John Peart’s show at Watters Gallery is a demonstration of what you might call ‘painters logic’. That’s a painter making a mark on a canvas and then asking themselves “what next?” The logic is the next line, the next gesture, the next colour. You can tell just by looking at a lot of older painter’s work that the logic gets solidified into a series of rote gestures that, while pleasant, aren’t progressing anymore, they’re just circling around the same thing over and over.
Courtesy of the artist.
Peart has been on the move, perpetually it seems, since the 1960s, going back and forth, patterns, no patterns, gestures, micro tonalities, big splashes, back to the start and around again. Some people suggested that there’s no such thing as a “Peart painting” and maybe there isn’t, but sometimes you get this idea in your head about what an artist does and when you see it, you think, yeah painting! It was like that when we went down to the concrete edifice that is Watters Gallery for Peart’s show of big paintings. They sure looked like his work to us and found those lines, colours and layered screens that we associate with the whole John Peart experience.
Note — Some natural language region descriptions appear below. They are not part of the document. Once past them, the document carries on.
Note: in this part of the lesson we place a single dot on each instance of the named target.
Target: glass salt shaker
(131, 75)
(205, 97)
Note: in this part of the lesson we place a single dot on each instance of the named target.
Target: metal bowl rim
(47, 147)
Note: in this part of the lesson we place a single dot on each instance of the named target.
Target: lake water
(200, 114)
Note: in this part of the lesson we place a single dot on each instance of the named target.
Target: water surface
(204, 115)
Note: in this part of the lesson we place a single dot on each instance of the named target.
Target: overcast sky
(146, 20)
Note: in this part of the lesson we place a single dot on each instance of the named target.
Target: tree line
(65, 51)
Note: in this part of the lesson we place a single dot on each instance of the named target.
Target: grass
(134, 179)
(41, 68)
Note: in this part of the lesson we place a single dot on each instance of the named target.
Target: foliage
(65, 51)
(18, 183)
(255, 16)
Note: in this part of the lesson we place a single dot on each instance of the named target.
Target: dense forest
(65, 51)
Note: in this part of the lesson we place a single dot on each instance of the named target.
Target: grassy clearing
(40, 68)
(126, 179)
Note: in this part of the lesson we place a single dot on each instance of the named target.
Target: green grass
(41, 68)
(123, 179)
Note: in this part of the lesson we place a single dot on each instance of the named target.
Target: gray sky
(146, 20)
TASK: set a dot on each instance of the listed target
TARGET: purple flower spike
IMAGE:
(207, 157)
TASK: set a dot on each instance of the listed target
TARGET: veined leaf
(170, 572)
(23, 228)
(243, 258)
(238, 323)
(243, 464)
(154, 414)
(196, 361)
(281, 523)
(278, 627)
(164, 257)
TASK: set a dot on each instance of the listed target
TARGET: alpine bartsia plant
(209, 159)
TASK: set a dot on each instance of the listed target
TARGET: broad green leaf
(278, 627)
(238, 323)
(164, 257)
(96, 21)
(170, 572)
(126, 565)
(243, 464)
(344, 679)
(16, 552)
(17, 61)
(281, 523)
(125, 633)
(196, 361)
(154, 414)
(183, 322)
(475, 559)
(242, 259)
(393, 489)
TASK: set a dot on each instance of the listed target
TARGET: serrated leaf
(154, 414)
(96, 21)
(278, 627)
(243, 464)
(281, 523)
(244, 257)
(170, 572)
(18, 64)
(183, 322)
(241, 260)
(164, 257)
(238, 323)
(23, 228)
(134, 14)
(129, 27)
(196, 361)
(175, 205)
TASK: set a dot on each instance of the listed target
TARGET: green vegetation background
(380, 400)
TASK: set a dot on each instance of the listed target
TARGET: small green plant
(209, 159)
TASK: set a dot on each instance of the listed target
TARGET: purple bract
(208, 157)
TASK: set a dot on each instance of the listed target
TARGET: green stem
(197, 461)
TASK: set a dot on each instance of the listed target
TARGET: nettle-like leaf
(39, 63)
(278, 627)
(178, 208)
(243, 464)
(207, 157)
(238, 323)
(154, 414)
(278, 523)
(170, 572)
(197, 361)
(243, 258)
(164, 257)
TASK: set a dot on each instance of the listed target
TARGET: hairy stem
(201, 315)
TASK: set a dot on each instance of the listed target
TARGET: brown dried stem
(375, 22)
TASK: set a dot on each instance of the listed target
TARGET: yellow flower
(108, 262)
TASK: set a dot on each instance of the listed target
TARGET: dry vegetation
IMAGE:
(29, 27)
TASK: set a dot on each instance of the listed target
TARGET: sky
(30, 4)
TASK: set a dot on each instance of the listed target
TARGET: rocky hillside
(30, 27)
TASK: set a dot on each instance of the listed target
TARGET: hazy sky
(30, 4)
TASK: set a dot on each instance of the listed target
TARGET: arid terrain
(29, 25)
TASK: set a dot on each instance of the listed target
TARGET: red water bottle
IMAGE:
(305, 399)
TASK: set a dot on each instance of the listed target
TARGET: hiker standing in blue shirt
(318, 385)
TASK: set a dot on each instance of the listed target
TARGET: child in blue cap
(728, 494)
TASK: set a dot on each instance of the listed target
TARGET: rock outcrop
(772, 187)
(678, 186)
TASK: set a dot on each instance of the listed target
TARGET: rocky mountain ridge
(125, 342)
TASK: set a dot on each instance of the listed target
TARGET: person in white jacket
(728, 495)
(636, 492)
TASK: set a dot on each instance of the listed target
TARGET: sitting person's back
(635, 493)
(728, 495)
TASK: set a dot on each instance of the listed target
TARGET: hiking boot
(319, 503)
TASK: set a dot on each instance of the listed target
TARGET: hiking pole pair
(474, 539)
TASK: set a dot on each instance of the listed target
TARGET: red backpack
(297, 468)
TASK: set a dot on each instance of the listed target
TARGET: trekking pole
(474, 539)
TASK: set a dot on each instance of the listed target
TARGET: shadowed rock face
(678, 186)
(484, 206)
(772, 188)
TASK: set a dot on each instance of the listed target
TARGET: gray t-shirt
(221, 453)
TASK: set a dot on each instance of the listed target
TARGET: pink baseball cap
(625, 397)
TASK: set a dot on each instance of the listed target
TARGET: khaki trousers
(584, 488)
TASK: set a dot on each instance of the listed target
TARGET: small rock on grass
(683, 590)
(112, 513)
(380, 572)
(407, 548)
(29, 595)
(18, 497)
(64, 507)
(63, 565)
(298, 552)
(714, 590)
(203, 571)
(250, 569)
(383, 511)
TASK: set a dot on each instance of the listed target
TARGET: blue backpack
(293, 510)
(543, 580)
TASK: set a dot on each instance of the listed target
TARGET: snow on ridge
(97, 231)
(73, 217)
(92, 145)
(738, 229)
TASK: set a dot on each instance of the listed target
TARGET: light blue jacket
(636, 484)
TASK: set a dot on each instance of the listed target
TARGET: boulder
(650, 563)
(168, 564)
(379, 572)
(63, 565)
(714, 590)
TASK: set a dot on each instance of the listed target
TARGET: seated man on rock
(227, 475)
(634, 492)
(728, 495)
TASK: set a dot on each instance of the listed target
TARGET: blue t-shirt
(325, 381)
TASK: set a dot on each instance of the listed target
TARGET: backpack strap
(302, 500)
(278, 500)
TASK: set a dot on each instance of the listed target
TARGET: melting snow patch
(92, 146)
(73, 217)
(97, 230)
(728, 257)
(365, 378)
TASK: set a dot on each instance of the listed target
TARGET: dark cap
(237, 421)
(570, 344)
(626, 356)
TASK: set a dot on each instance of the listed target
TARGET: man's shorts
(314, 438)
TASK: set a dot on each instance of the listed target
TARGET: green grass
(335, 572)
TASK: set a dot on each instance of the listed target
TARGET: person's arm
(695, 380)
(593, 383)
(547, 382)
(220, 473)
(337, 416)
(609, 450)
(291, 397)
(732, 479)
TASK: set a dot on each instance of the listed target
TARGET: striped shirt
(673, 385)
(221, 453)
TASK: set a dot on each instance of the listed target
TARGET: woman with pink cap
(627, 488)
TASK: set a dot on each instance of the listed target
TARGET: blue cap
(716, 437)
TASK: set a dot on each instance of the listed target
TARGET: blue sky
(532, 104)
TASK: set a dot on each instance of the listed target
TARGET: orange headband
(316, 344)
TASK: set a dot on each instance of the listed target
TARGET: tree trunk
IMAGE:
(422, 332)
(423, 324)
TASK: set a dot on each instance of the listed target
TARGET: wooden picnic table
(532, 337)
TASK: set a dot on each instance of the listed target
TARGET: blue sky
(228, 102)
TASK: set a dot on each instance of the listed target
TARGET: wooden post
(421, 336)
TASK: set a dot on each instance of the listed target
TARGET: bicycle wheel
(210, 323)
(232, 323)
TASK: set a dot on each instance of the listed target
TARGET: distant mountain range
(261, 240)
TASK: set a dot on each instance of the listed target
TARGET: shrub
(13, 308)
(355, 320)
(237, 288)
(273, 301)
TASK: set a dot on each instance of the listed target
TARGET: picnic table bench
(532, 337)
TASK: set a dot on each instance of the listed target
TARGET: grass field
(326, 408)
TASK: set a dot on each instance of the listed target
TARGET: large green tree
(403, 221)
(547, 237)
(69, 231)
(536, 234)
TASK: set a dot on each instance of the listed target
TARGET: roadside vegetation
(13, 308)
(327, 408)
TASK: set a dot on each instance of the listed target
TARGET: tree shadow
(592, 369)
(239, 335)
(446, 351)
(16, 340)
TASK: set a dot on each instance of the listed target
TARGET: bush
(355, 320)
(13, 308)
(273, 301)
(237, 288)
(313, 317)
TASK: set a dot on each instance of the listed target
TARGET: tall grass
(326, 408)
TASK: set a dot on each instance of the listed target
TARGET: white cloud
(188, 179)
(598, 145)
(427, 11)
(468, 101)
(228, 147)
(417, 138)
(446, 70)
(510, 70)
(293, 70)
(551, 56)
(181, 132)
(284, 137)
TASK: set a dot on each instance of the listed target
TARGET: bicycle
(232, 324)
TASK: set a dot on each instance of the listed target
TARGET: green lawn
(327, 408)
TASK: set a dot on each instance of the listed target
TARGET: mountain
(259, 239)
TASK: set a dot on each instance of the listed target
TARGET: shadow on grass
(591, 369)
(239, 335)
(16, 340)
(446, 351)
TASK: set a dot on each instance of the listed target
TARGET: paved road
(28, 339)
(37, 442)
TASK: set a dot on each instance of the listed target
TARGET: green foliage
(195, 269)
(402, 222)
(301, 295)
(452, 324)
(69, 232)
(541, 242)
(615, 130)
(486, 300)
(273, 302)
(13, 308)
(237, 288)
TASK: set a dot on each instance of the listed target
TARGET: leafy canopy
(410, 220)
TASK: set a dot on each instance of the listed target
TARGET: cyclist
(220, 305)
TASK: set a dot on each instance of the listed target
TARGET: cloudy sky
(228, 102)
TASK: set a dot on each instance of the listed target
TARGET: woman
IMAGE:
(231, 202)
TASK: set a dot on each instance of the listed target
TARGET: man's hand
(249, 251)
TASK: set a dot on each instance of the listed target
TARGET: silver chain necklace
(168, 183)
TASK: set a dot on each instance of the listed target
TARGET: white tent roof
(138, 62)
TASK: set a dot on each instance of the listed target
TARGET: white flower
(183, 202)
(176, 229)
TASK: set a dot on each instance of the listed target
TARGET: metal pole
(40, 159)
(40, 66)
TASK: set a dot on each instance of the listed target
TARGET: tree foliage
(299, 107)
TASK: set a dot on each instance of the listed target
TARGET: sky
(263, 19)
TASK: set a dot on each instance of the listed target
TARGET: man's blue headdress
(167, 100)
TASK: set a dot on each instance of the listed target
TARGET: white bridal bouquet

But curiously, after looking at the show and liking the Palette Paintings a lot, we went back and had a peruse through the 2003 exhibition images and realised that they were much different. Shurley shome mishtake? The move from one show to the next was phenomenal and, realising we’d come in late, we did further research. Peart’s latest work seems resolutely old school and somehow more so when compared to that last body of work and we wonder with some incredulity if had really been that way all along? To be that adventurous, to be that questing and forward thinking with each new show must be just suicide commercially but absolutely inspiring to see.